Arrêt de la Cour (deuxième chambre) du 10 mai 2007.
Regina, à la demande de Thames Water Utilities Ltd contre South East London Division, Bromley Magistrates' Court (District Judge Carr).
Demande de décision préjudicielle: High Court of Justice (England & Wales), Queen's Bench Division (Administrative Court) - Royaume-Uni.
Déchets - Directives 75/442/CEE, 91/156/CEE et 91/271/CEE - Eaux usées s'échappant d’un réseau de canalisations - Qualification - Champ d'application des directives 75/442/CEE et 91/271/CEE.
Affaire C-252/05.

Recueil de jurisprudence 2007 I-03883

ECLI identifier: ECLI:EU:C:2007:276

Parties
Motifs de l'arrêt
Dispositif

Parties

Dans l’affaire C-252/05,

ayant pour objet une demande de décision préjudicielle au titre de l’article 234 CE, introduite par la High Court of Justice (England & Wales), Queen’s Bench Division (Administrative Court) (Royaume‑Uni), par décision du 20 mai 2005, parvenue à la Cour le 15 juin 2005, dans la procédure

Regina, à la demande de:

Thames Water Utilities Ltd,

contre

South East London Division, Bromley Magistrates’ Court (District Judge Carr),

en présence de:

Environment Agency,

LA COUR (deuxième chambre),

composée de M. C. W. A. Timmermans, président de chambre, MM. P. Kūris, J. Makarczyk, L. Bay Larsen et J.‑C. Bonichot (rapporteur), juges,

avocat général: M me J. Kokott,

greffier: M me C. Strömholm, administrateur,

vu la procédure écrite et à la suite de l’audience du 11 janvier 2007,

considérant les observations présentées:

– pour Thames Water Utilities Ltd, par M. R. McCracken, QC, et M. G. Jones,

– pour l’Environment Agency, par M. D. Hart, QC, et M. M. Harris, barrister,

– pour le gouvernement du Royaume-Uni, par M me E. O’Neill, en qualité d’agent, assistée de M. J. Maurici, barrister,

– pour le gouvernement belge, par M. M. Wimmer, en qualité d’agent,

– pour le gouvernement néerlandais, par M me H. Sevenster, en qualité d’agent,

– pour la Commission des Communautés européennes, par M. M. Konstantinidis et M me D. Lawunmi, en qualité d’agents,

ayant entendu l’avocat général en ses conclusions à l’audience du 8 février 2007,

rend le présent

Arrêt

Motifs de l'arrêt

1. La demande de décision préjudicielle porte sur l’interprétation de la directive 75/442/CEE du Conseil, du 15 juillet 1975, relative aux déchets (JO L 194, p. 39), telle que modifiée par la directive 91/156/CEE du Conseil, du 18 mars 1991 (JO L 78, p. 32, ci-après la «directive 75/442»), et de la directive 91/271/CEE du Conseil, du 21 mai 1991, relative au traitement des eaux urbaines résiduaires (JO L 135, p. 40).
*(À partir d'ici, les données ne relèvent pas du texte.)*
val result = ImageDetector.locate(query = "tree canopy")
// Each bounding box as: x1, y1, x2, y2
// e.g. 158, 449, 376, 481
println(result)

La juridiction de renvoi cherche en substance à déterminer si les eaux usées qui s’échappent d’un réseau de traitement constituent des déchets au sens de la directive 75/442 et, en cas de réponse positive, si elles sont exclues du champ d’application de cette dernière en vertu de son article 2, paragraphe 1, sous b), iv), ou de son article 2, paragraphe 2.

Le cadre juridique

Le droit communautaire

En ce qui concerne les déchets

2. L’article 1 er de la directive 75/442 dispose:

«Aux fins de la présente directive, on entend par:

a) déchet: toute substance ou tout objet qui relève des catégories figurant à l’annexe I, dont le détenteur se défait ou dont il a l’intention ou l’obligation de se défaire.

[…]

b) producteur: toute personne dont l’activité a produit des déchets (‘producteur initial’) et/ou toute personne qui a effectué des opérations de prétraitement, de mélange ou autres conduisant à un changement de nature ou de composition de ces déchets;

c) détenteur: le producteur des déchets ou la personne physique ou morale qui a les déchets en sa possession;

[…]»

3. L’article 2 de cette même directive dispose:

«1. Sont exclus du champ d’application de la présente directive:

[…]

b) lorsqu’ils sont déjà couverts par une autre législation:

[…]

iv) les eaux usées, à l’exception des déchets à l’état liquide;

[…]

2. Des dispositions spécifiques particulières ou complémentaires de celles de la présente directive, destinées à réglementer la gestion de certaines catégories de déchets peuvent être fixées par des directives particulières.»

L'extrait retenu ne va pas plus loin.